Grandeur in the White Mountains: Art, Architecture, and Automobiles
The Collections of William Batterman Ruger, Jr.
A winding drive leads up to this pale-yellow Victorian house, sitting against a background of open fields with views of the surrounding mountains. The 1872 mansion, with a four-story russian domed tower at its center, is a mixture of Late Gothic, Queen Anne, and Romanesque Revival details.
Its owner, William Batterman Ruger Jr., or Bill Ruger, as he prefers to be called, is the eldest son of William B. Ruger Sr. the legendary gun designer and cofounder of Sturm, Ruger and Company.
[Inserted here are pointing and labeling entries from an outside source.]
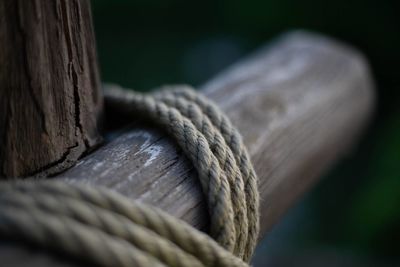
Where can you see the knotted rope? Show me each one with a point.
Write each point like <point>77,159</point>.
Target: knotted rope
<point>109,230</point>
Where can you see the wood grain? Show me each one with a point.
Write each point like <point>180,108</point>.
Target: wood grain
<point>300,104</point>
<point>49,86</point>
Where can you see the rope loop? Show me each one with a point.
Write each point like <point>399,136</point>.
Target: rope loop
<point>110,230</point>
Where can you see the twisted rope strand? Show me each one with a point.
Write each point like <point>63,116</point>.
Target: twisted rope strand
<point>110,230</point>
<point>213,179</point>
<point>93,208</point>
<point>235,142</point>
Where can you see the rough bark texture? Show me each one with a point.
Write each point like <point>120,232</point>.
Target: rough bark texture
<point>300,105</point>
<point>49,86</point>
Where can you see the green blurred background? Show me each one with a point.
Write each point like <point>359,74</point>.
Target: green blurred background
<point>351,217</point>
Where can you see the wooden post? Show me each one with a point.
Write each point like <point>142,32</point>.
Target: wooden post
<point>50,96</point>
<point>300,104</point>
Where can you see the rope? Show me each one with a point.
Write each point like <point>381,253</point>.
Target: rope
<point>110,230</point>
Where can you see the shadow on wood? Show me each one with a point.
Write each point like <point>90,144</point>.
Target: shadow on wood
<point>300,104</point>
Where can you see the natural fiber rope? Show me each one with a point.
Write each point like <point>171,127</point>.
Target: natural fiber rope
<point>112,231</point>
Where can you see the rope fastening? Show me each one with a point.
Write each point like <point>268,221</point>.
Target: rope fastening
<point>108,229</point>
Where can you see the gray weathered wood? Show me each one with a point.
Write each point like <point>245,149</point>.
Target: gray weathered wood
<point>49,86</point>
<point>300,105</point>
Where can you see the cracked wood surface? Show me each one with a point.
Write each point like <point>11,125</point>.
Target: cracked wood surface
<point>49,96</point>
<point>300,104</point>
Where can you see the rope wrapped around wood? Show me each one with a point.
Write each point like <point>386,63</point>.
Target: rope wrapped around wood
<point>107,229</point>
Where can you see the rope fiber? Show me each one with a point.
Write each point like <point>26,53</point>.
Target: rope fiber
<point>106,229</point>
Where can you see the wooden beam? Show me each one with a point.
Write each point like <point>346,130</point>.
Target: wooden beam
<point>49,86</point>
<point>300,104</point>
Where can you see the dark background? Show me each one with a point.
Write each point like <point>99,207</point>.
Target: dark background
<point>351,217</point>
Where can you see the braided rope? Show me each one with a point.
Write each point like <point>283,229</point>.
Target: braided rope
<point>112,231</point>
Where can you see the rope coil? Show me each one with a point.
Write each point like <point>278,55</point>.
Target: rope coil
<point>110,230</point>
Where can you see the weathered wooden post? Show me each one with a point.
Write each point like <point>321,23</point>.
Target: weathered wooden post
<point>50,98</point>
<point>300,105</point>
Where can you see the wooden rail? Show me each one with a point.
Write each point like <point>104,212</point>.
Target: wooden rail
<point>50,94</point>
<point>300,104</point>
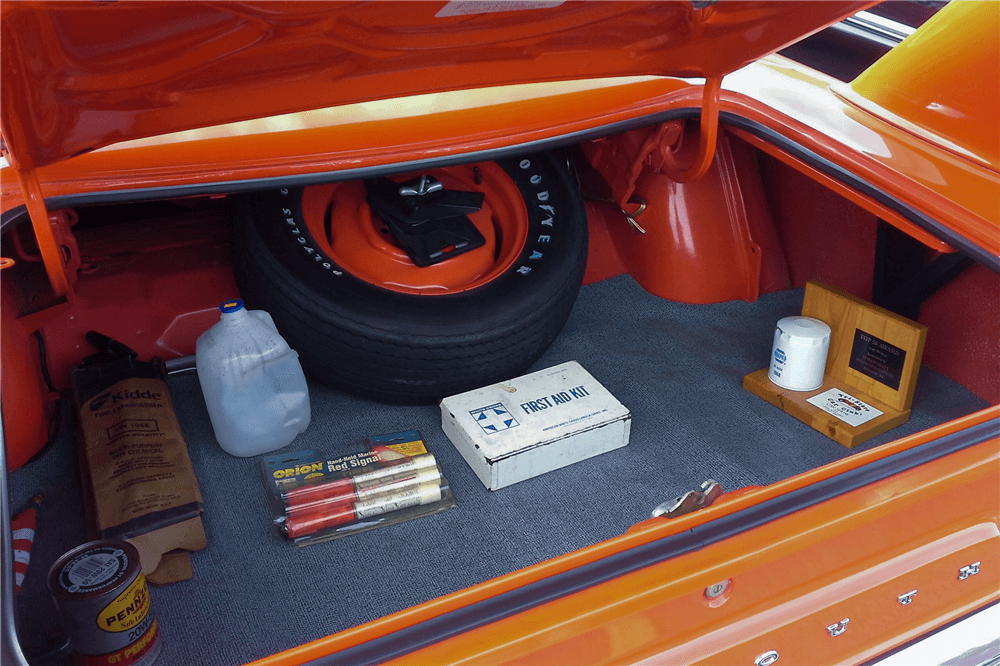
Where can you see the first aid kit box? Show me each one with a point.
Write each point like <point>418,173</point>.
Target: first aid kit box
<point>519,429</point>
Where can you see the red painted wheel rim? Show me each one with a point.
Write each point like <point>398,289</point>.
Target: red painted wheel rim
<point>339,218</point>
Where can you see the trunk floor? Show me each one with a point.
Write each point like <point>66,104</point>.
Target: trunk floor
<point>677,367</point>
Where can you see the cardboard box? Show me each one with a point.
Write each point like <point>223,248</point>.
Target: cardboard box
<point>534,424</point>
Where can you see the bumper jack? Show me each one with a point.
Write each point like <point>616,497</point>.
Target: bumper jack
<point>429,222</point>
<point>690,501</point>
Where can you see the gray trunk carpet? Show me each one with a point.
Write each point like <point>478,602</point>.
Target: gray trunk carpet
<point>677,367</point>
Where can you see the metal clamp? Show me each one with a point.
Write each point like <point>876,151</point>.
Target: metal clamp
<point>690,501</point>
<point>838,628</point>
<point>636,199</point>
<point>970,570</point>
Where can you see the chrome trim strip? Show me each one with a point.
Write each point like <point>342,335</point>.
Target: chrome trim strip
<point>10,646</point>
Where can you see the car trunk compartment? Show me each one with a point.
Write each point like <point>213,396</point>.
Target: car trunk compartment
<point>677,366</point>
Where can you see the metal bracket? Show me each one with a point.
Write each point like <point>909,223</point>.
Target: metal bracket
<point>902,279</point>
<point>48,243</point>
<point>690,501</point>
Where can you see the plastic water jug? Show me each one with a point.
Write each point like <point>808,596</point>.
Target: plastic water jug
<point>253,384</point>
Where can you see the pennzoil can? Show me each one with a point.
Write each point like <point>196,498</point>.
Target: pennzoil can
<point>103,602</point>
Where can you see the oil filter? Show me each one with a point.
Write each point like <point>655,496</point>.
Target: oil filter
<point>798,356</point>
<point>103,602</point>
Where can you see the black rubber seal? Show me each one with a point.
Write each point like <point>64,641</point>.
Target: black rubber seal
<point>561,585</point>
<point>926,223</point>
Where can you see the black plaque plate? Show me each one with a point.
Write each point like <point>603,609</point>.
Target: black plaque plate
<point>877,359</point>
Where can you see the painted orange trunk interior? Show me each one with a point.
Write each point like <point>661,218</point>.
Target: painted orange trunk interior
<point>761,219</point>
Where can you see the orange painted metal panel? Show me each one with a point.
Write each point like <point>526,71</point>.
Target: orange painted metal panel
<point>79,76</point>
<point>797,103</point>
<point>914,529</point>
<point>941,83</point>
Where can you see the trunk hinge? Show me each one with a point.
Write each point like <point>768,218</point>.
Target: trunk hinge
<point>50,247</point>
<point>690,501</point>
<point>671,149</point>
<point>674,161</point>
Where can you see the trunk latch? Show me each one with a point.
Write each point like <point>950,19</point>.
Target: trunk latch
<point>690,501</point>
<point>430,223</point>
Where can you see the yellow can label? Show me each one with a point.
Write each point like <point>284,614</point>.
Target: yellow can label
<point>414,448</point>
<point>128,609</point>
Since his retirement from the company in 2006, after a forty-two year tenure, Bill Jr. has pursued his many interests in architecture, automobiles, and art.
Bill extends a warm greeting to visitors in the entry hall and main living room of his residence. The substantial space features carved oak beams with large brackets overhead and Tudor paneled walls. Several Remington bronzes are displayed on plinths or tables, and a tondo relief by Augustus Saint Gaudens, depicting Robert Louis Stevenson and his poem Underwoods, is mounted against paneling at the base of the main staircase. Saint Gaudens was a frequent visitor to the house at the turn of the twentieth century, as were such other luminaries as artist Maxfield Parrish, financier J. P. Morgan, and industrialist Cornelius Vanderbilt. Presidents Theodore Roosevelt, Grover Cleveland, Herbert Hoover, Woodrow Wilson and Prince Edward VII toured or hunted in the adjoining parkland and were likely visitors to the mansion.
Doorways opening off the entry hall lead to the front parlor, dining room, kitchen, and sitting room. A hallway, with a classical, geometric aesthetic and blue and golden palette, separates the original house from its 2005 addition. The hallway leads to the barrel-vaulted study, its ceiling covered with twenty-two-karat gold leaf, which reflects the light of several Tiffany lamps, creating a warm glow in the cozy room reminiscent of a railway car. The Vulcan, a statue on the back lawn, is visible through windows.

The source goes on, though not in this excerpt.